How to enjoy spring and summer even though you have a pollen allergy.
Allergies, hay fever or allergic rhinoconjunctivitis – regardless of what you call it, you know how miserable it can make you feel.
Seasonal allergies are caused by allergens – such as tree, grass and weed pollens, or mold spores. When you breathe these in, your immune system overreacts to the particles and causes a reaction such as sneezing, runny nose and watery eyes. It can lead to persistent nasal congestion, and in some, cough and asthma.

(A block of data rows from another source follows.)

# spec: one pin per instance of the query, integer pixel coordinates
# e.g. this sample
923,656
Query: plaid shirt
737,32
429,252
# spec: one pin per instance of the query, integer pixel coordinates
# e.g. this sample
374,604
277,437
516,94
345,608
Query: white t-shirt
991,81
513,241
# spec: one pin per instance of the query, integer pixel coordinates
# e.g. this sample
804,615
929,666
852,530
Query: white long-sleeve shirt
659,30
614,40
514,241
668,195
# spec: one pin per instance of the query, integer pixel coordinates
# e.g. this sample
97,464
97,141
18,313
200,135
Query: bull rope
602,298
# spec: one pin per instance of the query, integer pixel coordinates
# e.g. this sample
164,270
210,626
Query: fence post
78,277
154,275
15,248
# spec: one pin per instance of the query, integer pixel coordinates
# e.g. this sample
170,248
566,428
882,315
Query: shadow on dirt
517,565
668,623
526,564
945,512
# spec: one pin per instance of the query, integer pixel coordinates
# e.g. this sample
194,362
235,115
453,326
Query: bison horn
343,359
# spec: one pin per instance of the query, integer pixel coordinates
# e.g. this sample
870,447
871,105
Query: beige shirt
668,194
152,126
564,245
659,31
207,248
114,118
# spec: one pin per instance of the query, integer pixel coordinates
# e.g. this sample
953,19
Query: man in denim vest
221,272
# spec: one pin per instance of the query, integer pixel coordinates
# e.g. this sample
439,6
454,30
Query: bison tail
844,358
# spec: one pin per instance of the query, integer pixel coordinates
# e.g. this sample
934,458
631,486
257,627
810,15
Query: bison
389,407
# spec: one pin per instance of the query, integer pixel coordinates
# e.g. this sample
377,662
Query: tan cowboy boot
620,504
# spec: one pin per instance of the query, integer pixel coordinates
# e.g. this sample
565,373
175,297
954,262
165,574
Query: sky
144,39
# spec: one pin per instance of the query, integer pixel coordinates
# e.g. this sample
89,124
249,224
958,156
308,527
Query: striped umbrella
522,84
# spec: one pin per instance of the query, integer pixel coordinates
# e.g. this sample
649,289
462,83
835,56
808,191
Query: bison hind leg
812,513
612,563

“Allergies are one of the most common chronic diseases in America, with nearly 60 million people living with seasonal allergies,” says, William Anderson, MD, allergy-immunology specialist with PeaceHealth Medical Group Asthma & Allergy Clinic in Bellingham, Washington. “In the Pacific Northwest and Alaska, the allergy season can last from February to September.”
Fortunately, there are things you can do to can make yourself feel better. Here are two strategies for surviving the allergy season:
1. Combat the culprits that cause your allergic reactions.
Do whatever you can to keep pollen, mold, dust or other allergens down and out.
- Close windows and doors to block allergens from getting in. Place air filters in windows that are left open.
- Leave shoes, jackets and hats at the door to keep from bringing pollen or other allergens into the rest of the house.
- Dust and vacuum with a HEPA filter weekly — or even daily in the spring and summer.
- Bathe after being outside to get rid of pollen; it’s especially helpful at night so you don’t bring allergens into bed with you.
- Change your bedding weekly.
- If you use an air purifier, be sure to change or clean the filter every month.
- Do you have houseplants? Make sure they aren’t adding to your misery.
On the go:
- Wear sunglasses and a wide-brimmed hat to keep allergens out of your eyes and hair.
- Wear a mask when the pollen count is especially high.
- Keep your car windows up and don’t use the vent.
- Clean your vehicle weekly — inside and out — during the height of spring.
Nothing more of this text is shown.